Once, I had assumed—even if I never put it into words—that people who believed in God, or gods, or a capital-S Something were envisioning someone like Jackson at a heavenly console. Miracles here, injustices meted out there, with no more reason than adolescent mood swings. I had pitied rather than mocked them; was the world so arbitrary they needed to name their torments?
But the Mill hadn’t appeared atop a skyscraper or in a stadium to help a team of Davids take down their giant foes. It had come here, stretched thin amid subways and elevated lines.
“There might be a situation in Englewood,” it said. “I’ll slow the southbound Greens.”
“What kind of situation?”
“Someone pacing. Hurting. Maybe a jumper.”
I reached for my phone by instinct. To tell the police … what? I may work for the man, but even I could tell that “the creepy-crawly with too many legs is concerned about a commuter’s mental health” wasn’t going to defuse the situation. “Are they armed? Pushing anyone?”
“I can’t tell. It’s just—they look sick. Like this.”

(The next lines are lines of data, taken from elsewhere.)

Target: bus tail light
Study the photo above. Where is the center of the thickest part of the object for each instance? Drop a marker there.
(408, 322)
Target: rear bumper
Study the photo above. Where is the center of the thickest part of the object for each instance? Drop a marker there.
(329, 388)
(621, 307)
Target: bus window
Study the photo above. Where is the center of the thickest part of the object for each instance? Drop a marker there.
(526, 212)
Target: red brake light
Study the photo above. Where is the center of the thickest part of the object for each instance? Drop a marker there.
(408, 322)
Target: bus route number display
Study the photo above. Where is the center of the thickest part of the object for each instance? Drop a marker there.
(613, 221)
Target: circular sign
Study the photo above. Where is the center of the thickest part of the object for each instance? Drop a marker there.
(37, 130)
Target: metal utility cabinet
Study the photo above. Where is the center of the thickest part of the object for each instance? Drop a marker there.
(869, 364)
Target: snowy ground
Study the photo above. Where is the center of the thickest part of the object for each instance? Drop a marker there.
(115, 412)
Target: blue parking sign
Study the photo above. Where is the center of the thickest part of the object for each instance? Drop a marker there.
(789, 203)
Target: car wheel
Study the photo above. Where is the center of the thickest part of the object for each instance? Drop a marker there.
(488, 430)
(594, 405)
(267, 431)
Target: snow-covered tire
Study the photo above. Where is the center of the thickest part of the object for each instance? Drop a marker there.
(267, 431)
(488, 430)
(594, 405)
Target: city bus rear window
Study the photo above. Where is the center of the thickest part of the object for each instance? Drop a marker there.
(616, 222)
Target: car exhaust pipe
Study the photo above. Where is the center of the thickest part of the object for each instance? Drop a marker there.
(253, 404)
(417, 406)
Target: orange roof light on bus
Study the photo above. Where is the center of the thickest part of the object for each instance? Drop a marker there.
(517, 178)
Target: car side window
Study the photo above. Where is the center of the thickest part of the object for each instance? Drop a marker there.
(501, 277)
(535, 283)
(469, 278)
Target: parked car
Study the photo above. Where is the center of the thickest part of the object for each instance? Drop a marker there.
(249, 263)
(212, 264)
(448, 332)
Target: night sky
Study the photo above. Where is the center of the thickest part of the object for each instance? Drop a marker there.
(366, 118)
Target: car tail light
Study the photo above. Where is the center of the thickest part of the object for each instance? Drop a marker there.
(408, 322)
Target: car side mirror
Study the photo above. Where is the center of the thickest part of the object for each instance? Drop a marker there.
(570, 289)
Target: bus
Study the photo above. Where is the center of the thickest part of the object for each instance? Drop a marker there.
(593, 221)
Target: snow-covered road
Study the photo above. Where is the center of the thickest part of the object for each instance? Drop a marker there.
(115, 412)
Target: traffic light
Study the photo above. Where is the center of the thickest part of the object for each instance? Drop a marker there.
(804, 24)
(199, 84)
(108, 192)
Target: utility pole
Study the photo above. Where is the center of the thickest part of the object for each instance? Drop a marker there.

It stretched out a thin tentacle that flashed a brilliant blue, like a peacock’s eyespot. “That’s what sick humans look like?” I blurted. “It’s beautiful.”
“No it’s not. You look like this,” said the Mill. The color faded, and then one ant squirmed on the floor before me. Two. A dozen.
“All right, I get it!” I turned to the phone again, mostly to divert my attention from the Mill’s display. I didn’t want to be an ant, even if they were as unremarkable as blinking pixels from the Mill’s vantage point.
“It’s an 872 number,” said the Mill.
“What? No, I’m calling the police.” I could chalk it up to a security camera. Something uncomfortable in the gait. Cops acted on weaker evidence all the time.
“Let me talk to them.”
“And what are you going to say? ‘Please don’t jump, the Green Line’s been delayed enough this week?’”
“You always say that humans will lose their minds if they talk to me. Well, this one has nothing to lose.”
“I know you mean well, but—you’re my responsibility. We’re not going to expose you for the sake of some hopeless case in Englewood.”
“I have been handling myself for centuries before your city existed,” said the Mill. Its voice was as uninflected as ever, although I was really tired of the age card. “That human is your responsibility.”
“And I’m supposed to tell them, what? That someone sees them, they’re not alone, they should go home and maybe things will be better tomorrow?”
“That sounds like a good idea, yes.”
The residents in the computer games had no identities; players created and destroyed lakes and rivers and precincts, nothing on a human scale. But when Addison recounted her own victories, she gave names to the simulacra who happened to be in the right place at the right time. It was all part of her challenge.
I brought up my keypad, and pressed the eight.